Edouard Levrault, former investigating judge in Monaco, is summoned before the disciplinary panel of judges at the headquarters of the Superior Council of the Judiciary (CSM) on Wednesday August 31. Patrice Amar, first deputy prosecutor at the National Financial Prosecutor’s Office (PNF), and Eliane Houlette, the former boss of the PNF, will appear before the disciplinary training reserved for prosecutors on September 20 and 21, and September 26 and 27 respectively. . All three had been strongly attacked in June 2020 by Mr. Dupond-Moretti, then a lawyer, and complaints had been filed against them. A few weeks later, having become a minister, he launched administrative investigations into these magistrates, on the basis of which Prime Minister Jean Castex initiated these disciplinary proceedings.

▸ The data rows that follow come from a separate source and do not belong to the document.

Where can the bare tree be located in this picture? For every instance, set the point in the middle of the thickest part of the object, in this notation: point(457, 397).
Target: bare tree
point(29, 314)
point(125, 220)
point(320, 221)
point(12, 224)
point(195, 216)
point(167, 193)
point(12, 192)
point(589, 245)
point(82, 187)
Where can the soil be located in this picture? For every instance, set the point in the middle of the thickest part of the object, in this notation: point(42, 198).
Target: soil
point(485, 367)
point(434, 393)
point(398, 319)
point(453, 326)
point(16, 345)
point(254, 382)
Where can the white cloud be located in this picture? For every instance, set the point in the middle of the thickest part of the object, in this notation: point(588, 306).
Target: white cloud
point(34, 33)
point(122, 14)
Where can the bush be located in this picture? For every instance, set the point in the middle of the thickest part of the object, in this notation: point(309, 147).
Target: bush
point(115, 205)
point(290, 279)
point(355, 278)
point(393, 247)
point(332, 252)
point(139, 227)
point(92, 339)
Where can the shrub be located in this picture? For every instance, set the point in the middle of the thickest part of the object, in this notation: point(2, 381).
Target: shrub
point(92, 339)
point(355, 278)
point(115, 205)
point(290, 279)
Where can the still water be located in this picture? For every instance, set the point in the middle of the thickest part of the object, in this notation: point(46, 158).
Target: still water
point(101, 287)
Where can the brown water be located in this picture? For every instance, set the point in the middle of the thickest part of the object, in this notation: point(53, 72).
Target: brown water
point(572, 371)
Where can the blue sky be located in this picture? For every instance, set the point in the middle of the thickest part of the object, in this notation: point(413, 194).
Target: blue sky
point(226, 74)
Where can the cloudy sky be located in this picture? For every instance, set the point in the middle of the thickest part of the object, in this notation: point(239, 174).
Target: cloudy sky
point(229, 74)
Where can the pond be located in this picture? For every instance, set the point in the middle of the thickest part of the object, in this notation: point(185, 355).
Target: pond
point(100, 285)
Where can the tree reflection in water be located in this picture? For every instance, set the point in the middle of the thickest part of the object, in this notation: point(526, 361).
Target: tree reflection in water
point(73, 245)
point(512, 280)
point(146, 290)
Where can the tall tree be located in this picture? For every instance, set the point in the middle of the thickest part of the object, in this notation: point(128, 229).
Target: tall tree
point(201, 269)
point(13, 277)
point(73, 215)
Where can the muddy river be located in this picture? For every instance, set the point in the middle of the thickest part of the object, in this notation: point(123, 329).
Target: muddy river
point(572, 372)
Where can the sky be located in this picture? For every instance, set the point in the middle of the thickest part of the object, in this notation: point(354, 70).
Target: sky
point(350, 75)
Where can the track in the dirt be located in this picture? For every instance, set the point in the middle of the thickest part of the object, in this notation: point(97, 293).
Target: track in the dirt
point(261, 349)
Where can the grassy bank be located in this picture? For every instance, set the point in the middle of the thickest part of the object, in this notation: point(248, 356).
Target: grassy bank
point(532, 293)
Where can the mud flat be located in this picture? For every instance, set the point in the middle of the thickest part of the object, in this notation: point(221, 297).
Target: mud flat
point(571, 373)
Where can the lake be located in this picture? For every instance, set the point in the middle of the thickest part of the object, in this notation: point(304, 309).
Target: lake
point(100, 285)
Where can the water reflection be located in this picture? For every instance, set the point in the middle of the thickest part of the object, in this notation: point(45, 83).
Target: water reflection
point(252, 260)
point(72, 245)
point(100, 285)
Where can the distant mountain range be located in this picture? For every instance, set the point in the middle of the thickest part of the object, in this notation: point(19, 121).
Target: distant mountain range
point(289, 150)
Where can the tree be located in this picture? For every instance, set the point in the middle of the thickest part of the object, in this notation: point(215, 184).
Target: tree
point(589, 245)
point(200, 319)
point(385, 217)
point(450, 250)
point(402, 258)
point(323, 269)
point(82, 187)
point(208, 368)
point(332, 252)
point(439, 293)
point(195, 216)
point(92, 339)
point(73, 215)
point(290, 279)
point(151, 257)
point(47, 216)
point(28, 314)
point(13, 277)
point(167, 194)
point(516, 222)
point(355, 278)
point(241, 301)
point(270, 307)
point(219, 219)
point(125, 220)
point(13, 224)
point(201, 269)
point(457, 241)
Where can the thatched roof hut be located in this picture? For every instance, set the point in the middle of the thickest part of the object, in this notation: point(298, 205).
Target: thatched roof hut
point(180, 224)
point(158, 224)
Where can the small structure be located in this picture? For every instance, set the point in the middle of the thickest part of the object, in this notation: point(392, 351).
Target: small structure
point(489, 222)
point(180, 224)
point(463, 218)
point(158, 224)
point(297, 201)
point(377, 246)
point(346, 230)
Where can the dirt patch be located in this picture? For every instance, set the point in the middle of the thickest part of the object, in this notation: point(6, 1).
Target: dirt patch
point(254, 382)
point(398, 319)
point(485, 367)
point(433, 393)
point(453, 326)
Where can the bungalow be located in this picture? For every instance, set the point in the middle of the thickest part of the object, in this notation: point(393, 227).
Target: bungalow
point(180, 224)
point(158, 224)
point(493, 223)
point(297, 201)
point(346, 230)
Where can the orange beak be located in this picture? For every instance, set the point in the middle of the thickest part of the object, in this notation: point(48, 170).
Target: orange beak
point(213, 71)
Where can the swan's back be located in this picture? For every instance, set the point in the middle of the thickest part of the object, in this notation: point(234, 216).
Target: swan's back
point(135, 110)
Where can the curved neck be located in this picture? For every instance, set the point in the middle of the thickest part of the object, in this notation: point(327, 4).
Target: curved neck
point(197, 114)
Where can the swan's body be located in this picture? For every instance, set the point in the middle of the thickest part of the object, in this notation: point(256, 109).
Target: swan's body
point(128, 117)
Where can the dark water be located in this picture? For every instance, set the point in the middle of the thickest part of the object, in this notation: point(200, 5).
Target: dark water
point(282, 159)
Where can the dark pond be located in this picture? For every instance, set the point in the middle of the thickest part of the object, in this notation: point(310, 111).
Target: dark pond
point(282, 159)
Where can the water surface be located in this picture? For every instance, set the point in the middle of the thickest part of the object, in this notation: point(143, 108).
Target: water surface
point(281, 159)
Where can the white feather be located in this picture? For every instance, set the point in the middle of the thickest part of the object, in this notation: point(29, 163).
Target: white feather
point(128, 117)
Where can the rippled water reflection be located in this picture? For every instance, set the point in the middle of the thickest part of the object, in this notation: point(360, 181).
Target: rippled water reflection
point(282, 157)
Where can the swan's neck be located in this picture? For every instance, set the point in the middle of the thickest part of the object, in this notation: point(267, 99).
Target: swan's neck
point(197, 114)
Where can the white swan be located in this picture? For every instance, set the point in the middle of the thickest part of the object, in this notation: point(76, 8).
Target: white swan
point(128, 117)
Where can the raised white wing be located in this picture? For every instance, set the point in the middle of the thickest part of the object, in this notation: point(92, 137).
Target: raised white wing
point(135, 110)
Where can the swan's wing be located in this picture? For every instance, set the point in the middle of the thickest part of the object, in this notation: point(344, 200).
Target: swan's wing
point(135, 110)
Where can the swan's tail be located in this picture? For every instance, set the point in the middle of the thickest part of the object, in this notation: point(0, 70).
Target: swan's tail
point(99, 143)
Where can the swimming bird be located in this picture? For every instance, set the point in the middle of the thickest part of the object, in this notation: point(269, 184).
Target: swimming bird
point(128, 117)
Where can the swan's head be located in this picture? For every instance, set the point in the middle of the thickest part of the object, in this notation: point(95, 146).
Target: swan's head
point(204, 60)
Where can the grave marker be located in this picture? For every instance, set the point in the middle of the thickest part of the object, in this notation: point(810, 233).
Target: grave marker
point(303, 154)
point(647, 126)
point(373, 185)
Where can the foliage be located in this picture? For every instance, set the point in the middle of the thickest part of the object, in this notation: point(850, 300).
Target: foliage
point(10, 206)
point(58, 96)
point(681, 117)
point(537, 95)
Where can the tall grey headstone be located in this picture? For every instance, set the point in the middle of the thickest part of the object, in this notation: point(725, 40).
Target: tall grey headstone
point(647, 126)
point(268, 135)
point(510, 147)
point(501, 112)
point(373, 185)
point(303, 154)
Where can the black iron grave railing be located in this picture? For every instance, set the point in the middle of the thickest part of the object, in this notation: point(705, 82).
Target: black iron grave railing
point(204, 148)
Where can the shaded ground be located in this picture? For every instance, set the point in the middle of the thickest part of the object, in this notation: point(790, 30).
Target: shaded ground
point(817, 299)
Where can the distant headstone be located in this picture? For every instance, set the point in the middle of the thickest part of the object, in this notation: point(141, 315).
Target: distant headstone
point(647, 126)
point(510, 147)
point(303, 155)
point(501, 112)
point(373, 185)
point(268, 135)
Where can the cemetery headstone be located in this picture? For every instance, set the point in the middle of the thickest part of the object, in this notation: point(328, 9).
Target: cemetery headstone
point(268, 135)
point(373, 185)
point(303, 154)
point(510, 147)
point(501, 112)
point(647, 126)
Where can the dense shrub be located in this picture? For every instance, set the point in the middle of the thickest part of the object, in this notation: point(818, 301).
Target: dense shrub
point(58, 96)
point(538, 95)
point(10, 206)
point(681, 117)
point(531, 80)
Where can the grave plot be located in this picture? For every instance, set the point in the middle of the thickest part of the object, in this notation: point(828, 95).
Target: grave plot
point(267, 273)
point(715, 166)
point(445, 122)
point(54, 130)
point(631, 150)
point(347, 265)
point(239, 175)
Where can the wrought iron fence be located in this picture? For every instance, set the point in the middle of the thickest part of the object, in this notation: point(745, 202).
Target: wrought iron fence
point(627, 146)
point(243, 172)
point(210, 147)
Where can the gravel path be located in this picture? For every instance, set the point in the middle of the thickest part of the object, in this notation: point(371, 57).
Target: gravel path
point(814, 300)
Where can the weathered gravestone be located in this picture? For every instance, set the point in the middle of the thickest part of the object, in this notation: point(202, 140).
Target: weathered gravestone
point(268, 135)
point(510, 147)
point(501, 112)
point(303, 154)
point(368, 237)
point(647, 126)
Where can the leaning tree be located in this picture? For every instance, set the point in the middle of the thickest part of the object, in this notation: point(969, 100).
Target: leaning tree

The CSM will find it difficult to evade the debate on conflicts of interest, even if it is up to the Court of Justice of the Republic, and to it alone, that it will probably be up to pronounce on their criminal qualification. François Saint-Pierre, the lawyer for Edouard Levrault and Patrice Amar, intends to bring the sword to bear on this ground from August 31 before the disciplinary panel chaired by Christophe Soulard, the brand new first president of the Court of Cassation and, at this title, president of the CSM.
A legal process?
Edouard Levrault, now vice-president of the Nice court, is accused of a “breach of the obligations of prudence, reserve and delicacy”. The magistrate, whose non-renewal of his secondment as an investigating judge in Monaco in the summer of 2019 had discredited the independence of the Monegasque justice, spoke in several media. He denounced what he saw as an obstacle to his investigations in the Rybolovlev-Bouvier affair while relatives of Prince Albert were targeted.
The main accusation made in June 2020 by Mr. Dupond-Moretti, announcing the filing of a complaint against Mr. Levrault, whose methods he denounced “cowboy”was here “violation of the secrecy of the instruction”. The magistrate had mentioned, in a France 3 broadcast, the case of a senior Monegasque policeman whom he had indicted. It turns out that the future minister was the lawyer.